Github user icexelloss commented on a diff in the pull request:
https://github.com/apache/spark/pull/18732#discussion_r142421666
--- Diff: python/pyspark/sql/functions.py ---
@@ -2181,31 +2186,69 @@ def udf(f=None, returnType=StringType()):
@since(2.3)
def pandas_udf(f=None, returnType=StringType()):
"""
- Creates a :class:`Column` expression representing a user defined
function (UDF) that accepts
- `Pandas.Series` as input arguments and outputs a `Pandas.Series` of
the same length.
+ Creates a :class:`Column` expression representing a vectorized user
defined function (UDF).
+
+ The user-defined function can define one of the following
transformations:
+ 1. One or more `pandas.Series` -> A `pandas.Series`
+
+ This udf is used with `DataFrame.withColumn` and `DataFrame.select`.

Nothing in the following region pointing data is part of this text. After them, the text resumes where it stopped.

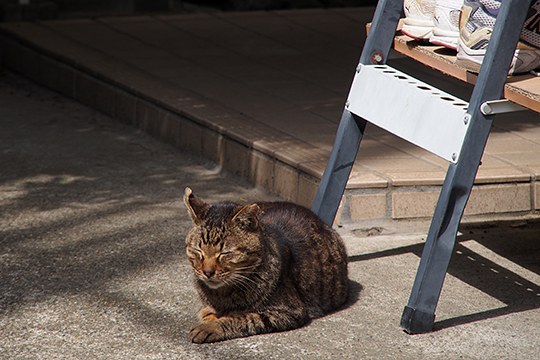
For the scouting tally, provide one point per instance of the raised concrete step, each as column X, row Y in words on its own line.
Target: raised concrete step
column 261, row 95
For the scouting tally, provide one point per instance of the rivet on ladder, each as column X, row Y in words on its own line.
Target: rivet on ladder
column 377, row 57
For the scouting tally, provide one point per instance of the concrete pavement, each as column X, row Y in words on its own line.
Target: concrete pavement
column 92, row 262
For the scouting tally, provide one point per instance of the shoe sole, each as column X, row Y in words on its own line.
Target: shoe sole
column 417, row 28
column 447, row 39
column 524, row 60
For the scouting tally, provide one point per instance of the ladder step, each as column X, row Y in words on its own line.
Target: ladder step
column 411, row 109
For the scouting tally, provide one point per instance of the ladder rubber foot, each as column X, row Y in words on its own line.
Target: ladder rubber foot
column 417, row 322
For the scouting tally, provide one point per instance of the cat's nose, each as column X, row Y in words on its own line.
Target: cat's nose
column 209, row 272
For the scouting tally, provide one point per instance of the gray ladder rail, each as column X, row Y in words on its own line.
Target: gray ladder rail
column 419, row 314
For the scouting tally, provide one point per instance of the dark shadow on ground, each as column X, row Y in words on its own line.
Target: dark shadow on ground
column 518, row 244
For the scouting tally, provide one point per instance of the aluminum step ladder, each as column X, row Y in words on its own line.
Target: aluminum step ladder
column 449, row 127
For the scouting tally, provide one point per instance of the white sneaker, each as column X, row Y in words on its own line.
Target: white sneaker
column 476, row 25
column 418, row 22
column 446, row 23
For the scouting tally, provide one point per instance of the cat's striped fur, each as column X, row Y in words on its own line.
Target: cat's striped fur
column 262, row 267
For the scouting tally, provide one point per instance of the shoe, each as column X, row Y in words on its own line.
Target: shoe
column 476, row 25
column 446, row 23
column 418, row 22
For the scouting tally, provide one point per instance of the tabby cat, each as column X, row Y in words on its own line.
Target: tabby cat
column 264, row 267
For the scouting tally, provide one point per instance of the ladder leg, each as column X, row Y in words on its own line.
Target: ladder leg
column 339, row 166
column 419, row 314
column 351, row 127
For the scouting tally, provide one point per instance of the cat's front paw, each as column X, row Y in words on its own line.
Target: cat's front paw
column 207, row 332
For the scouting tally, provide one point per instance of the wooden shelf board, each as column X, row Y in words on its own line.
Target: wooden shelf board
column 521, row 89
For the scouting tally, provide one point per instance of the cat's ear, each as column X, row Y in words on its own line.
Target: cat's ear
column 247, row 217
column 196, row 207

+ The returnType should be a primitive data type, e.g., DoubleType()
+
+ Example:
+
+ >>> from pyspark.sql.types import IntegerType, StringType
+ >>> slen = pandas_udf(lambda s: s.str.len(), IntegerType())
+ >>> @pandas_udf(returnType=StringType())
+ ... def to_upper(s):
+ ... return s.str.upper()
+ ...
+ >>> @pandas_udf(returnType="integer")
+ ... def add_one(x):
+ ... return x + 1
+ ...
+ >>> df = spark.createDataFrame([(1, "John Doe", 21)], ("id",
"name", "age"))
+ >>> df.select(slen("name").alias("slen(name)"), to_upper("name"),
add_one("age")) \\
+ ... .show() # doctest: +SKIP
+ +----------+--------------+------------+
+ |slen(name)|to_upper(name)|add_one(age)|
+ +----------+--------------+------------+
+ | 8| JOHN DOE| 22|
+ +----------+--------------+------------+
+
+ 2. A `pandas.DataFrame` -> A `pandas.DataFrame`
+
+ This udf is used with `GroupedData.apply`
+ The returnType should be a StructType describing the schema of the
returned
+ `pandas.DataFrame`.
+
+ Example:
+
+ >>> df = spark.createDataFrame([(1, 1.0), (1, 2.0), (2, 3.0), (2,
4.0)], ("id", "v"))
+ >>> @pandas_udf(returnType=df.schema)
+ ... def normalize(df):
+ ... v = df.v
+ ... ret = df.assign(v=(v - v.mean()) / v.std())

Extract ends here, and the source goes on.